Parliament Approve Bill in First Vote
The UK government this week moved one step closer to pursuing its mandate to withdraw the UK from the EU after the House of Commons approved PM May’s EU Repeal Bill in the first round of parliamentary voting. Receiving a majority of 32 votes, the Repeal Bill will now have to pass parliamentary scrutiny before being officially approved.
The passing of this first round is an important moment as seven labour MP’s turned against their own party in order to vote in favour of the bill after Jeremy Corbyn voiced his desire for Labour MP’s to vote against the bill. Indeed, during the lively debate held ahead of the vote, many MP’s including some from the Conservative party, argued against the bill before it was eventually approved. The tightest voting as in regard to the government’s proposed timetable for the Bill which saw voting of 318 to 301.
The main aim of the Bill is to move into the UK’s hands the thousands of EU laws and regulations which have come into existence since the UK joined the EU 44 years ago. The Bill has been styled as necessary to streamline and tidy up the UK’s statute books so that they are clear and straightforward when the UK leaves the EU in March 2019.
MP’s Concerned Over “Henry VIII Powers”
However, many MP’s have expressed concern over parts of the Bill which seek to introduce the ability for the government to change and pass legislation with only minor parliamentary scrutiny, referred to as “Henry VIII Powers”. One key highlight from the debate was that MP’s from both parties called for members to be afforded the right to “triage” new rules coming into domestic law, to identify the ones most in need of further parliamentary scrutiny.
UK Seeking Post-Brexit Security Partnership with EU
Following the vote, the release of a government paper, revealed that the government wants to continue collaborating with the EU on security operations, contributing troops and other military resource to the EU. This continued collaboration in this area also includes the proposition of agreeing joint foreign policy positions including international sanctions against terrorist groups or states posing a threat.
Following the UK’s triggering of Article 50 in March, PM May cautioned the EU that the absence of an exit deal would mean that “co-operation in the fight against crime and terrorism would be weakened”. The EU took this message as a threat and a sign that the UK would use its defence cooperation as leverage in its negotiation with the EU.
The EU responded quickly to the release of the government paper with the European Parliament’s Brexit coordinator Guy Verhofstadt stating that the EU would not allow the UK government to “trade-off” on security.
Full comment from Verhofstadt:
“It is vital that the EU and the UK continue to work together, as our common security is intrinsically interlinked.
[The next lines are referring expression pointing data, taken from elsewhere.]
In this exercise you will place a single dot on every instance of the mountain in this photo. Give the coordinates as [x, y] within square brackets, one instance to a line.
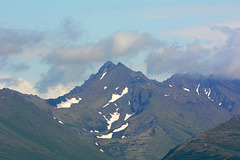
[132, 117]
[220, 142]
[28, 131]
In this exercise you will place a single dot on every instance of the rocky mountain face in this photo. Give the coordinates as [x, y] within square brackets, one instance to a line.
[28, 130]
[129, 116]
[220, 142]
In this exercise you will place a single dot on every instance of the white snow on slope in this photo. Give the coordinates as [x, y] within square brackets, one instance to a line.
[197, 90]
[60, 122]
[116, 96]
[128, 116]
[208, 93]
[103, 75]
[114, 117]
[121, 128]
[68, 103]
[186, 89]
[107, 136]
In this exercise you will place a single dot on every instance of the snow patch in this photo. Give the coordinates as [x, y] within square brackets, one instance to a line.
[208, 93]
[128, 116]
[121, 128]
[186, 89]
[197, 90]
[107, 136]
[68, 103]
[116, 97]
[103, 75]
[114, 117]
[60, 122]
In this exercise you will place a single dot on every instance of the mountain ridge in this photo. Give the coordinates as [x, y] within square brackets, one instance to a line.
[149, 106]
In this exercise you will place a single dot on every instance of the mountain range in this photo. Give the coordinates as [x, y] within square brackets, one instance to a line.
[119, 113]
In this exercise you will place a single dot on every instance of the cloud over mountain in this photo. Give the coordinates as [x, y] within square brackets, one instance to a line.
[221, 60]
[68, 64]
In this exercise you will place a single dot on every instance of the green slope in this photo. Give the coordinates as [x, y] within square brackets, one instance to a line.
[218, 143]
[28, 132]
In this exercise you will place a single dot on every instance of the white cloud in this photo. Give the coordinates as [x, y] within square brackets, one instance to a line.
[222, 60]
[17, 83]
[23, 86]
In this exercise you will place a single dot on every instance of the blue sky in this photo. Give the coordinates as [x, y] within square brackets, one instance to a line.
[49, 46]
However, the European Parliament has made it clear that whatever the outcome of the negotiations on the future European Union-United Kingdom relationship, they cannot involve any trade-off between internal and external security, on the one hand, and the future economic relationship, on the other hand. Furthermore, we need to make sufficient progress on the withdrawal agreement, before we can discuss a future partnership.”
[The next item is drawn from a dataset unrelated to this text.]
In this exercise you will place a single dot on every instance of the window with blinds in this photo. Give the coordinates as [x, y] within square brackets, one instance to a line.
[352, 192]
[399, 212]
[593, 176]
David Davis Defends UK’s Position
Commenting on the latest positional paper relating to Brexit, David Davis, the UK’s Brexit secretary explained that “After we leave the European Union we will continue to face shared threats to our security, our shared values and our way of life.
“It’s in our mutual interest to work closely with the EU and its member states to challenge terrorism and extremism, illegal migration, cyber-crime, and conventional state-based military aggression.”
This latest paper and comments from both sides show that a great deal of tension remains between the UK and the EU with neither side looking to budge. The EU remain adamant that the UK must first of all finalise the terms of its departure, including a proposed “Divorce Bill” before any agreements can be made on the future relationship, including future trade-agreements which the UK is keen to clarify.